Academics from Ankara, Belgrade, Bucharest, Padua, Sarajevo, Sofia and Trieste met this week in this lovely Renaissance town, just a few miles along the Adriatic from Slovenia and Croatia, to lay the foundations of a Euro-Balkan institute.
The idea is to create a nerve-centre for European and Balkan higher education to promote cultural and economic reconstruction in the context of a widening European Union.
The project was developed jointly by the University of Trieste, traditional gateway to the Balkans, and the University of Padua, and is supported by the EU, Unesco and the Italian foreign ministry.
Antonio Pavan, the driving force of the project and a moral philosophy teacher at Padua University, said: "We need a cultural renaissance to break down barriers between the Balkans and the West, and most importantly between the Balkan states themselves. It is not a favour that Europe is doing to the Balkans, it is in Europe's own interests. If we don't take the bull by the horns now, however difficult this may be, we can be certain of being gored in the future."

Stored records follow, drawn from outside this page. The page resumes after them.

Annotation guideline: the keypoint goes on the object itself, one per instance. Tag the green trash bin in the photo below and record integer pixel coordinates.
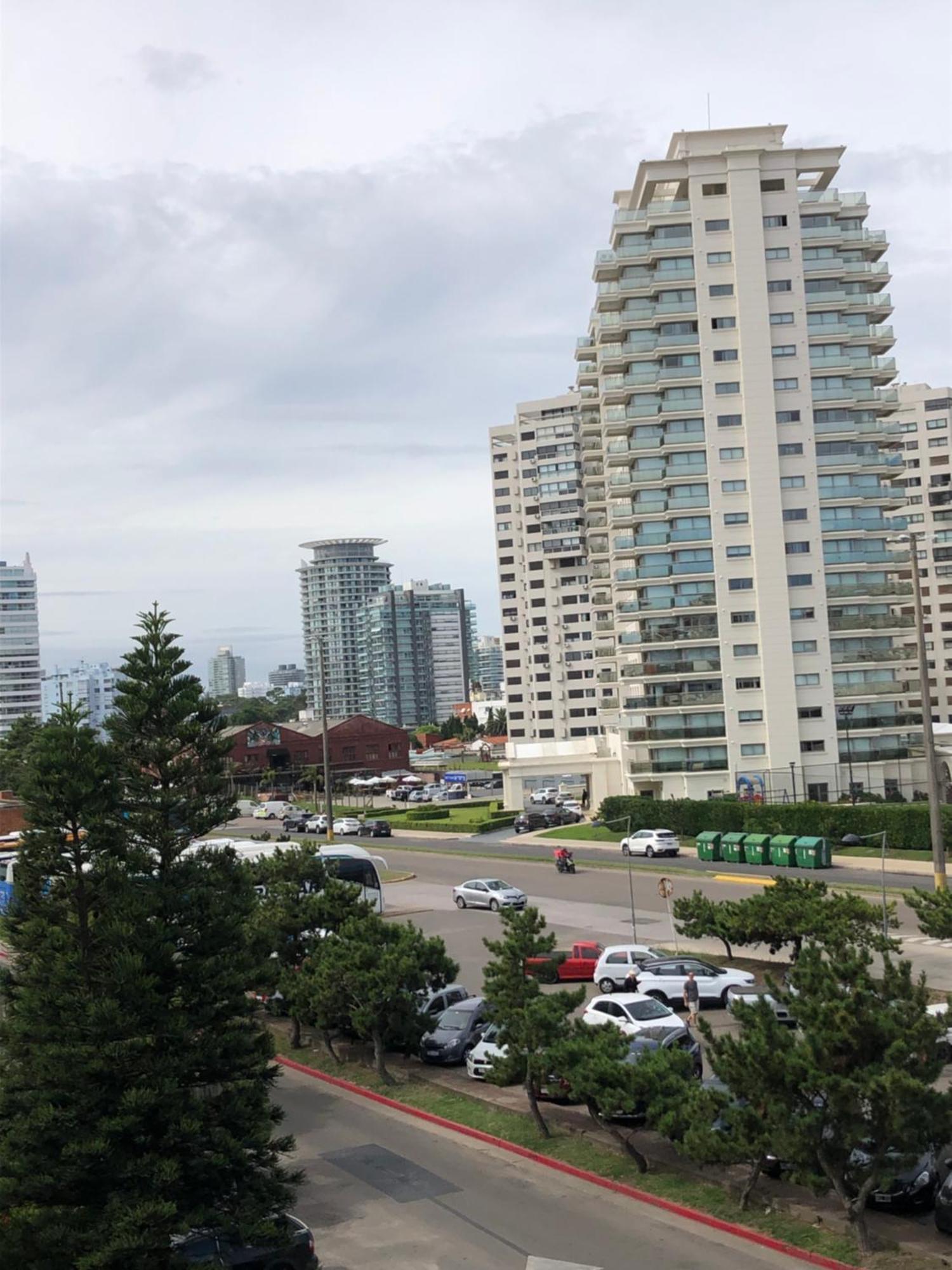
(709, 845)
(757, 849)
(783, 849)
(813, 853)
(733, 848)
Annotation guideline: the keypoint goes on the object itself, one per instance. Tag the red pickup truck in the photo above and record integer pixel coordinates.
(564, 966)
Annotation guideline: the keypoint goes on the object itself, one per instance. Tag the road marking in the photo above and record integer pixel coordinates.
(746, 879)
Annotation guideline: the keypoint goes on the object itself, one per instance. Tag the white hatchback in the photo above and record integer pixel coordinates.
(618, 961)
(652, 843)
(631, 1013)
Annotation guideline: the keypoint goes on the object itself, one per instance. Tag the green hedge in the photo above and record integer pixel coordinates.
(906, 824)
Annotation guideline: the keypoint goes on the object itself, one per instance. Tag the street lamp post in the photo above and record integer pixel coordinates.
(846, 713)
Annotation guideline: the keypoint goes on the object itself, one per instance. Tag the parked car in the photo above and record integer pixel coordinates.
(455, 1033)
(489, 893)
(294, 1250)
(751, 996)
(631, 1013)
(376, 829)
(484, 1053)
(652, 843)
(666, 981)
(618, 961)
(435, 1003)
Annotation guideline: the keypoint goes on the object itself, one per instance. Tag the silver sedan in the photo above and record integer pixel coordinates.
(489, 893)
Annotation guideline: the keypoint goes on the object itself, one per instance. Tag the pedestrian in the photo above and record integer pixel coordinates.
(691, 998)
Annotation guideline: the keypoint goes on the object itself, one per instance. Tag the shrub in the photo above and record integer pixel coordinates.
(907, 825)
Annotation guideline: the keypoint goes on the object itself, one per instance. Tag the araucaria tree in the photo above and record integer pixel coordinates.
(531, 1022)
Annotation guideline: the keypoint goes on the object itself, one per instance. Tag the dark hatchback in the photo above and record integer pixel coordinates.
(455, 1033)
(376, 829)
(294, 1250)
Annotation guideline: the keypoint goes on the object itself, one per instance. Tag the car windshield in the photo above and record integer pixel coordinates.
(455, 1020)
(640, 1010)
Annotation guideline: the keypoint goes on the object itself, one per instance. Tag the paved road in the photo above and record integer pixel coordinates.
(388, 1193)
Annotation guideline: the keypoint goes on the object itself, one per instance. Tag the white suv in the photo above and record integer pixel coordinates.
(618, 961)
(666, 981)
(652, 843)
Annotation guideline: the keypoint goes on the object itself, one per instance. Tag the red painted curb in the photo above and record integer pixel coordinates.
(692, 1215)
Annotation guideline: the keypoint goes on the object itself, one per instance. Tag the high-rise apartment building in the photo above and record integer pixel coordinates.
(923, 417)
(738, 469)
(91, 686)
(340, 577)
(489, 665)
(552, 688)
(20, 645)
(227, 674)
(397, 660)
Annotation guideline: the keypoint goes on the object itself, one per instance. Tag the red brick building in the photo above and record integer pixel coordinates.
(357, 745)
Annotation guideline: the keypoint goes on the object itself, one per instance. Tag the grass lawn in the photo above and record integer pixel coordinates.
(574, 1150)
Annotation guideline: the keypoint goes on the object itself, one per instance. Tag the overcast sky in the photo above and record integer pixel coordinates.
(274, 267)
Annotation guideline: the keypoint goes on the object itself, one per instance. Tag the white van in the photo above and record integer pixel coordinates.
(274, 811)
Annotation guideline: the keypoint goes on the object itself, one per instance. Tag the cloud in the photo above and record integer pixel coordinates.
(169, 72)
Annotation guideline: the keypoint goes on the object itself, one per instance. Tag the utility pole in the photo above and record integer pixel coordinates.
(326, 747)
(939, 848)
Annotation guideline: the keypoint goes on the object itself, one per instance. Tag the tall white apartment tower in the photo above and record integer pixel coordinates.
(549, 665)
(923, 417)
(739, 481)
(20, 645)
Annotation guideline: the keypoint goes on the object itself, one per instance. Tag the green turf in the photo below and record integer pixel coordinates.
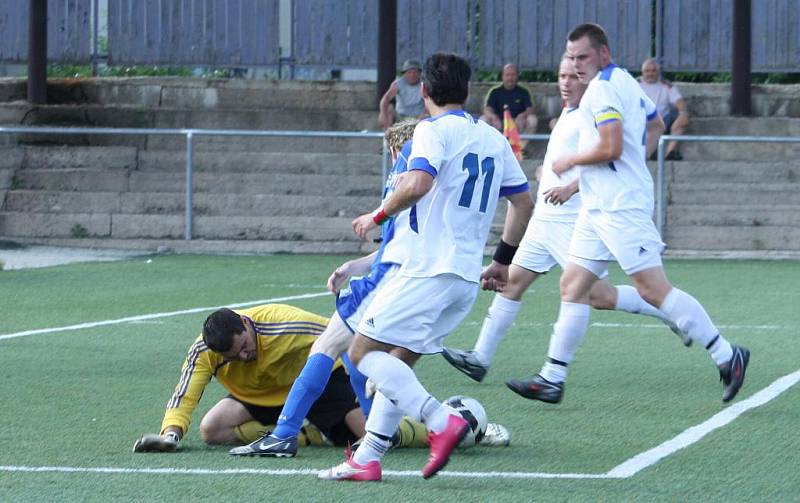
(80, 398)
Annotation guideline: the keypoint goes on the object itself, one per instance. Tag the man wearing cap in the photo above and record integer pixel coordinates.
(407, 93)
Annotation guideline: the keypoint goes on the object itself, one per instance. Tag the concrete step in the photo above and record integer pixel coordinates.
(125, 157)
(732, 193)
(733, 171)
(733, 215)
(237, 183)
(129, 226)
(740, 126)
(277, 118)
(709, 237)
(286, 162)
(745, 126)
(234, 205)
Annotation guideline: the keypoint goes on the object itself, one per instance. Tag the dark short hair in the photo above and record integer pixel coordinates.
(219, 329)
(597, 36)
(446, 78)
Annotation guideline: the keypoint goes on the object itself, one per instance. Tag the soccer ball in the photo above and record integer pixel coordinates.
(472, 411)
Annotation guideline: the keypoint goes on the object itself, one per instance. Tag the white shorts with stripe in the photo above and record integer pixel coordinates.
(629, 236)
(417, 313)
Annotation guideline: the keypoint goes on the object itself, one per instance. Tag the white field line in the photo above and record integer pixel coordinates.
(648, 458)
(152, 316)
(297, 472)
(624, 470)
(660, 326)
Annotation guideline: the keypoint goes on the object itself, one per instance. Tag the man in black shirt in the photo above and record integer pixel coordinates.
(518, 100)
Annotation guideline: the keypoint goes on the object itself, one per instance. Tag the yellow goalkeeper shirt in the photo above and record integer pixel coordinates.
(284, 335)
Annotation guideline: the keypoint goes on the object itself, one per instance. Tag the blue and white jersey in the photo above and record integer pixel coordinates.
(472, 165)
(392, 249)
(613, 95)
(563, 141)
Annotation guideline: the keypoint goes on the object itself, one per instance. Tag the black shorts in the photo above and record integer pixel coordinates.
(327, 413)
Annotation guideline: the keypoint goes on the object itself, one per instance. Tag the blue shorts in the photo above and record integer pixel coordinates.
(353, 301)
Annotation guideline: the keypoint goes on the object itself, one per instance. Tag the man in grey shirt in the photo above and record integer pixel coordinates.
(407, 93)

Speakers at the two-day seminar, "Balkans: from Conflict to Cooperation", included Rade Petrovic from Sarajevo, who said the institute should not be a one-way machine, but should also educate Europeans regarding Balkan history and culture.
Lucio Delcaro, Trieste University rector, said Trieste already hosts researchers from the Balkans with one-year grants. "These people will be extremely useful in helping us understand how to make the new institute work," he said.
It was underlined that the Veneto region is the ideal setting, since there are already substantial investments in the Balkans by the region's thriving economy.